Fabienne Ballandras
Dossier mis à jour — 04/12/2025

Dessins extimes

Fabienne Ballandras
Texte de Stefania Meazza
Pour l'exposition Dessins extimes, Maison Salvan, Labège, 2021

En 1986, peu avant la catastrophe de Tchernobyl, les sondes Vega et Giotto survolaient la célèbre comète Halley, entrée dans le système solaire l’année précédente, afin d’étudier son noyau et sa chevelure. Pour la première fois, des images d’une comète étaient transmises au grand public, bien que floues et brumeuses, du même blanc laiteux que les premières photographies du désastre nucléaire en Ukraine.

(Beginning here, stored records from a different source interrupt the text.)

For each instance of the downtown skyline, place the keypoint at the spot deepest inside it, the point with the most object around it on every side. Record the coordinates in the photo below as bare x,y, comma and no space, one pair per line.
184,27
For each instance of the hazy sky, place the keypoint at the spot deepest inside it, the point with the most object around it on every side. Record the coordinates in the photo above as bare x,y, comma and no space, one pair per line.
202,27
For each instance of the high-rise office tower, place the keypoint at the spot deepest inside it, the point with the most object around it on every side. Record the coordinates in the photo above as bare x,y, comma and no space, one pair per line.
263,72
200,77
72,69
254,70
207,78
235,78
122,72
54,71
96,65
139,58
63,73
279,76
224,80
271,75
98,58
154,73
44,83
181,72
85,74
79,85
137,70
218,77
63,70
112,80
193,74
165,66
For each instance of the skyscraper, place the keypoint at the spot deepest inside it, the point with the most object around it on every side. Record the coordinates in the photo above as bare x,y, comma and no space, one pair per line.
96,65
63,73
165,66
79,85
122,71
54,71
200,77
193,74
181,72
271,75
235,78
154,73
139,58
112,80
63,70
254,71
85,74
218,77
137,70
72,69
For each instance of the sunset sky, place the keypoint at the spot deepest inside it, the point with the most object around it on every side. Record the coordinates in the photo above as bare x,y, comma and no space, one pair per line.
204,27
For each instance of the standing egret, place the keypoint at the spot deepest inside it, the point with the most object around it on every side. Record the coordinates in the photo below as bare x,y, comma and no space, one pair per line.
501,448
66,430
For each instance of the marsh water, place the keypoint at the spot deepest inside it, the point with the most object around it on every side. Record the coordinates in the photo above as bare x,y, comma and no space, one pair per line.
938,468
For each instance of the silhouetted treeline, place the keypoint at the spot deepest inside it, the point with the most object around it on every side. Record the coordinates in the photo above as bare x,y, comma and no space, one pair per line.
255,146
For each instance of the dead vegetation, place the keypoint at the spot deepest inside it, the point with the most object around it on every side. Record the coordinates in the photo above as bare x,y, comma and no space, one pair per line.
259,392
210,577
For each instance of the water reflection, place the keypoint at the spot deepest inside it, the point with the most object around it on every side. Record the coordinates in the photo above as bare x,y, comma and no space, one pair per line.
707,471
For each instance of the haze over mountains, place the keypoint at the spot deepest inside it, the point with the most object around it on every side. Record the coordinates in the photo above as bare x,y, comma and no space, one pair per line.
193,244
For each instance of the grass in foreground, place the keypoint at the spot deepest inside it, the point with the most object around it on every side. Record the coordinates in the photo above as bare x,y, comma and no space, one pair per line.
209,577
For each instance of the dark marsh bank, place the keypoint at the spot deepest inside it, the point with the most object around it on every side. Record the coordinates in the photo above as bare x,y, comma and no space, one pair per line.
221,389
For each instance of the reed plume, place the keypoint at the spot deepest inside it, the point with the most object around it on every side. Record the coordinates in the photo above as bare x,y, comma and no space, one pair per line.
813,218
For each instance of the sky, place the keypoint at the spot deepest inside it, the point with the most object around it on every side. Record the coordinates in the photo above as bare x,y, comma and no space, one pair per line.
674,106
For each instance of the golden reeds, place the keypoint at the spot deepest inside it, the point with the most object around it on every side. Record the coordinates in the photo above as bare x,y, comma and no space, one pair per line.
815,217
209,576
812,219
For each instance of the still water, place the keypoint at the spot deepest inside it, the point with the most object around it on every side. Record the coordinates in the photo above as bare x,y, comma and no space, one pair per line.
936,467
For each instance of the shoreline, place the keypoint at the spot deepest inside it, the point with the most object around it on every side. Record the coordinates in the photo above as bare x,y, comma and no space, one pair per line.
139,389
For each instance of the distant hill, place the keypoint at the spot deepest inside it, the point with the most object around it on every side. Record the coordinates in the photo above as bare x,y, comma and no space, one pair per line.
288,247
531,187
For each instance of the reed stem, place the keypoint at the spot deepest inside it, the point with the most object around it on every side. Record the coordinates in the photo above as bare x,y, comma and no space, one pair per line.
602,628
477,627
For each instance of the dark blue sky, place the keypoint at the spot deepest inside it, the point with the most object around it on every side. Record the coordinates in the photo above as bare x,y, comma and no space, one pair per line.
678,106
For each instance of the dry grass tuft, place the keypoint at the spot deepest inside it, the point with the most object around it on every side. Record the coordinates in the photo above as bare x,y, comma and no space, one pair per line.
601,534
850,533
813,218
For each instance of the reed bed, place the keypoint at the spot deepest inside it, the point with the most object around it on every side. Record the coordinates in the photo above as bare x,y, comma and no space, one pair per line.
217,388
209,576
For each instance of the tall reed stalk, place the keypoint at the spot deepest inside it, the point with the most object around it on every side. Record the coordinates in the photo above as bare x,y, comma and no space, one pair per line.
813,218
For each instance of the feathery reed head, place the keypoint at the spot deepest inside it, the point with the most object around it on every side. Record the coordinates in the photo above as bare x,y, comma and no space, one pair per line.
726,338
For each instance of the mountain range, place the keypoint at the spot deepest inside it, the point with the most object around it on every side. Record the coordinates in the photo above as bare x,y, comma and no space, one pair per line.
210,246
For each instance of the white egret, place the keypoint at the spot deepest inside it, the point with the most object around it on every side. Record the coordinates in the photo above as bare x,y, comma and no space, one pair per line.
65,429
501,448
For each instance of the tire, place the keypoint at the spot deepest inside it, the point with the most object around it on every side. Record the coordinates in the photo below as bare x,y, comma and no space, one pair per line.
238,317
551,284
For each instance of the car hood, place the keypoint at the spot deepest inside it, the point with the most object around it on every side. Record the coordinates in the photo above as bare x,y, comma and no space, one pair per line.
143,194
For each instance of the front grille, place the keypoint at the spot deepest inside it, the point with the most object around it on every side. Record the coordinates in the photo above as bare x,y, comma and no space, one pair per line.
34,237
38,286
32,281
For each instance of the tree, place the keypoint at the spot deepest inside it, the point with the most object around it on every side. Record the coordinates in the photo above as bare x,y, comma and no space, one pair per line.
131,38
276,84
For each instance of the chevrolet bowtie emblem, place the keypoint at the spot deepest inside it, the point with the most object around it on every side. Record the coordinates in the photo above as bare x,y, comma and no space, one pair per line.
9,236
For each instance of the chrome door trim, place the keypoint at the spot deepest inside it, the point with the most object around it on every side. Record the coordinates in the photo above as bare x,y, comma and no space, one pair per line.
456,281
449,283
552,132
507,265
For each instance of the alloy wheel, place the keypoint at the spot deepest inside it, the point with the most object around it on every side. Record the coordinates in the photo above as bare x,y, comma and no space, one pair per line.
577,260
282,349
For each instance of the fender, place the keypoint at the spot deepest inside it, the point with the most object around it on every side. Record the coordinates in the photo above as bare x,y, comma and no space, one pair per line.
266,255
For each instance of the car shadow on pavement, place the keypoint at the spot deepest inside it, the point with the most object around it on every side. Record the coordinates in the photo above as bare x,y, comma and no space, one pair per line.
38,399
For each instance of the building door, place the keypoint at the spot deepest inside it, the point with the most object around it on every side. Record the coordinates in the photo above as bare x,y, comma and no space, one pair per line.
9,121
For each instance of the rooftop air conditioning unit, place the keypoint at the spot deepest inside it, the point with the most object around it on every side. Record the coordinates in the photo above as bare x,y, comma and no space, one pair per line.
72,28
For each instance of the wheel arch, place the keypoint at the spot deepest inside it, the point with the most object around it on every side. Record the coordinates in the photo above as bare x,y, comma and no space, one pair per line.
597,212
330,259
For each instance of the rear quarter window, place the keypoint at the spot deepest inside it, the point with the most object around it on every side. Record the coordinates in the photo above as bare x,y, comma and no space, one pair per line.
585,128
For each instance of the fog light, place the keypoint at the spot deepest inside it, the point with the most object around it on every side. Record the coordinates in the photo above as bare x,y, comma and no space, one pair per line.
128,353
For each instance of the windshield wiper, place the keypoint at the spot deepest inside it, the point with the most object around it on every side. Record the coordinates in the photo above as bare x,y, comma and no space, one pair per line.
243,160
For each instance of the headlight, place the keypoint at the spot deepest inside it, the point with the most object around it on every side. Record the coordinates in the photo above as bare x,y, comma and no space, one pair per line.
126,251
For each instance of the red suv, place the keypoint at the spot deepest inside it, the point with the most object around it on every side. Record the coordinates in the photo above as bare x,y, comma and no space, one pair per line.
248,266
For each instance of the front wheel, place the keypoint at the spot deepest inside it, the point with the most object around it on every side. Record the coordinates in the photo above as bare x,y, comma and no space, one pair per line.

Ces images, témoins d’un temps révolu, ont été détrônées en 2014, par celles que la sonde Rosetta a transmis depuis la surface de la comète 67P / Tchourioumov-Guérassimenko : avec précision et netteté, on peut y voir des reliefs accidentés, des falaises rocheuses, une pluie de poussière cosmique. Fabienne Ballandras a reproduit ces paysages reculés en une série de dessins (67P / T-G) à la mine et graphite sur papier.

Qu’il s’agisse de paysages inhabités, d’images de foule ou de guerre, de reproductions d’objets quotidiens, l’artiste se plaît à nous conduire dans des réalités inconnues et inaccessibles. Observer ses travaux équivaut à plonger dans une réalité impossible à appréhender autrement que par le dessin.

Le choix des sujets, tirés majoritairement de l’actualité, la dirige vers l’étendue sans fin des images médiatiques. S’inscrivant en ce sens aux cotés d’artistes qui s’approprient les images dont ils ne sont pas les auteurs, notamment sur Internet, Fabienne Ballandras annule toute distance avec ses sujets, grâce à une technique de dessin minutieuse, aux temps très longs de travail manuel épuisant. Il ne s’agit pas uniquement d’un geste d’appropriation, tel que celui de Thomas Ruff dans Zeitungsfotos ou dans la série Jpeg des années 1990 et 2000, qui le pousse à puiser dans la presse ou sur Internet pour interroger la nature profonde du médium photographique.

Ce travail questionne plutôt notre manière d’appréhender le monde par l’accumulation d’images, qui, depuis l’avènement d’Internet, a subi une accélération spectaculaire (Google Images naît en 2001, tout juste 15 ans après la comète Halley et 13 avant la comète Tchouri). Par conséquent, leur accessibilité, autrefois impensable, aujourd’hui immédiate, se répercute inexorablement sur notre capacité d’émerveillement.

Face à cette (post-)modernité numérique et blasée, les dessins de Fabienne Ballandras sont à même de nous détourner de l’infobésité1 pour nous restituer ces « leçons d’abîme » que le professeur Otto Lidenbrock dispense à son neveu Axel du haut vertigineux du clocher de Vor-Frelsers-Kirk2.

  • — 1.

    Contraction des mots « information » et « obésité », ce terme désigne la surchargeinformationnelle qu’un individu subit face à la multitude de données qui nous parviennentsans interruption des médias.

  • — 2.

    Jules Verne, Voyage au centre de la terre, 1864.